Culture

'Rent Live': How Rent Challenges Artists as Much as It Does the Status Quo

It's messy and loud and full of creative people struggling to create. And honestly? They're creating some goofy ass art. 

Snacks? Check. Copious amounts of alcohol? Got ‘em. Cast sweatshirt from your high school production of what felt like the edgiest musical in the world? It’s here, it’s on, and it’s snug. That right: It’s Rent: Live night and an entire sub-genre of millennials are prepping to cry nostalgically for, like, three hours. Tonight marks the third of FOX’s live television musical productions — Grease hit the small screen in 2016 and A Christmas Story ran at the end of 2017 — and its latest production, Rent, may just break NBC’s live musical record of 18 million viewers.

That’s because while Rent is not as widely recognized as some other members of musical theater’s canon, it holds a particularly special place in the hearts of a generation of young artists who are, roughly, about the same age now as the characters in Jonathan Larson’s operetta. Rent, after all, debuted in 1996, and is for many of today’s 20-somethings not only the first album they had with swearing but also likely the first time they saw a love song performed between two queer characters, the first time they saw lead characters talk about their struggles with AIDS, and the first time they saw something subversive that was also sanctioned by parents and Tony voters alike.

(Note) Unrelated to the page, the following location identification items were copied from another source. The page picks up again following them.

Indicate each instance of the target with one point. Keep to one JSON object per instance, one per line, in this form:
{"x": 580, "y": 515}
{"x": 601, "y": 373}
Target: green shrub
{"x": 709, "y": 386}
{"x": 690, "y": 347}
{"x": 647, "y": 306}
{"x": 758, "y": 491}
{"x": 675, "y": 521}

My own experience of “discovering” Rent came as a musical theater-obsessed 10-year-old in Ohio, feverishly listening to the cassette tapes in my mom’s Subaru as I waited for my brother’s hockey practice to finish. It’s a story that’s been told in many a think piece; for Esquire, Tyler Coates makes a similar point in an essay last week about how Rent moved the culture forward.

Because for millennials, in particular, Rent was a generational awakening. We were kids who had watched the adults absolutely lose it during the Y2K panic; two years later, 9/11 again ripped through our bolstered sense of safety. It makes sense, then, that a show about estranged kids (because that’s ultimately what Rent really is) captured the moment.

Rent's take on life and art is more nuanced than it gets credit for. 

Wikimedia / Ser Amantio di Nicolao

Rent, whose 1996 debut felt vintage in 2001, was unabashed about complaining, angrily, about the state of the world. We watched and listened, wide-eyed, as actors stomped and screamed across the stage. The world of Rent, of artists struggling in NYC’s East Village, was messy and loud and full of creative people struggling to create. And honestly? They created some goofy ass art.

It’s interesting to think how today’s kids, who have seemingly become experts at profiting off social media-driven creativity, will react to Maureen’s performance piece, “Over the Moon,” which culminates in her convincing the audience to moo alongside her. How will they see Roger, whose drug addiction sidelined his career as a “rock star”? Will Mark’s frustration at his inability to finish his filmmaking side projects resonate as much with a generation of kids who were, thanks to YouTube, self-fashioning as mini-documentarians starting at age 6?

The cultural parallels between 1996 and today are numerous. The impulse to angrily scream is still there. But Rent, whether intentional or not, challenges artists as much as it does the status quo. It shows that suffering and pain don’t inherently make a good song or dance or film. And as we watch tonight, quietly singing our favorite lines, we may begin to see the cracks in the art that we once saw as revolutionary.